A simple language, she said. You'll speak it no time. The people are liberal and open (although they just elected some sort of tree-carved neo-fascist for president). I´m wearing little as nothing right now. It´s sooooo hot in Portugal right now, she said. Oh, the heat Eirik, it´s smothering me!
I sat on the other end of the line, just coming in from a blizzard, ready to be deluded by all talk about celcius degrees unheard of in my norther hemisphere.
.
..
...
Ok, she didn´t say all those things.
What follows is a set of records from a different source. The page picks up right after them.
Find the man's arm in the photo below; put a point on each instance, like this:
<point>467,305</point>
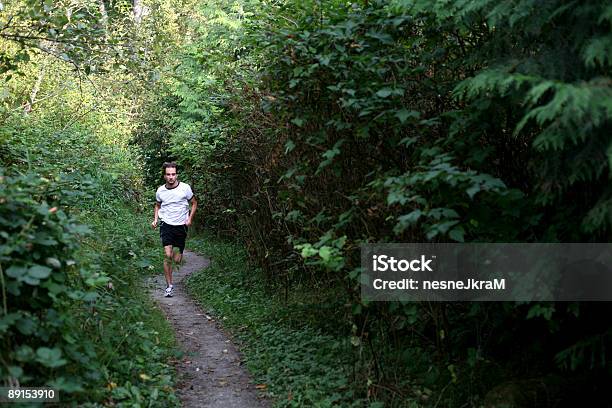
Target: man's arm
<point>194,206</point>
<point>155,215</point>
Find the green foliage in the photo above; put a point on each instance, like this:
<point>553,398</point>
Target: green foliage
<point>295,363</point>
<point>314,127</point>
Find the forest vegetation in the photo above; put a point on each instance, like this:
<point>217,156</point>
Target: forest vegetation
<point>306,128</point>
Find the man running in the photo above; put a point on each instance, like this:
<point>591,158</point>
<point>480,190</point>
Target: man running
<point>172,209</point>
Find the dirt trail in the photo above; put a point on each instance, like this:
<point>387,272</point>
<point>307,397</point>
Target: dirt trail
<point>210,374</point>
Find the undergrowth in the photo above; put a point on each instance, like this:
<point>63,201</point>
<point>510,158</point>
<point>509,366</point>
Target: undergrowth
<point>296,365</point>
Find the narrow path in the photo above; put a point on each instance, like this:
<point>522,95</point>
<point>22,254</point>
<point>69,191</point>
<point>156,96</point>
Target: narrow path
<point>210,374</point>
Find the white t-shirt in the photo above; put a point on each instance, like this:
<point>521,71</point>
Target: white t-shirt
<point>174,202</point>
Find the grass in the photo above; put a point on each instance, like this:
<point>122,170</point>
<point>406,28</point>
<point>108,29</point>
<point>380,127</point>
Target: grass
<point>133,339</point>
<point>295,365</point>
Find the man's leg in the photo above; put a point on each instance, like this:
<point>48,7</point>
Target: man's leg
<point>178,257</point>
<point>168,264</point>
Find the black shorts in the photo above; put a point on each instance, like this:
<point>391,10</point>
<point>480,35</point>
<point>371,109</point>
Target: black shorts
<point>173,235</point>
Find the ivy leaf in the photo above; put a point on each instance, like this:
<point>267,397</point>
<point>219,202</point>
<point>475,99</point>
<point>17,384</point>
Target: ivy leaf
<point>39,272</point>
<point>16,271</point>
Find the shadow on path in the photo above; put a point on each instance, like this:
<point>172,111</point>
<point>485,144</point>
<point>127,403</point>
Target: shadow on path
<point>210,374</point>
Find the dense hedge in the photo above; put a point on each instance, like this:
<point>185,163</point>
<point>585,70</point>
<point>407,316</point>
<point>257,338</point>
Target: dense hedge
<point>313,127</point>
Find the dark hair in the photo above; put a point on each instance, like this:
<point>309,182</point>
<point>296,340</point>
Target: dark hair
<point>169,164</point>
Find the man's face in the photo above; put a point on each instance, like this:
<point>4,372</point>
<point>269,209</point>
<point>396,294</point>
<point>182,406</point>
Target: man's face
<point>170,175</point>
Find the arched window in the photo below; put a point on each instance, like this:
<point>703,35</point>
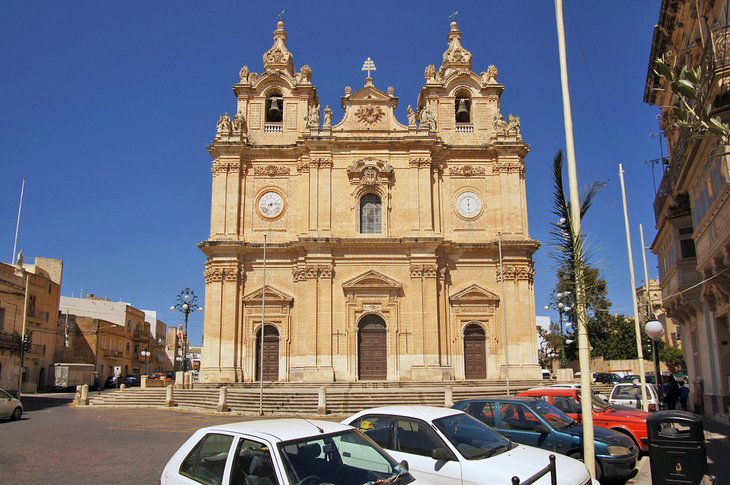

But then she didn´t quite tell me that I would feel so goddamn right at home either did she?
Yesterday it snowed in Lisbon, something I am told will be regarded as an almost mythical event, since tales are still being told from the last snowflakes that fell to a sudden death by melting fifty years ago!
Nothing I will tell my grandchildren about I might add, except the hysteric reaction of the Lisboans. What they call snow here wouldn´t qualify as being more than badly dressed raindrops anywhere else.
Hope you are all well and see you soon!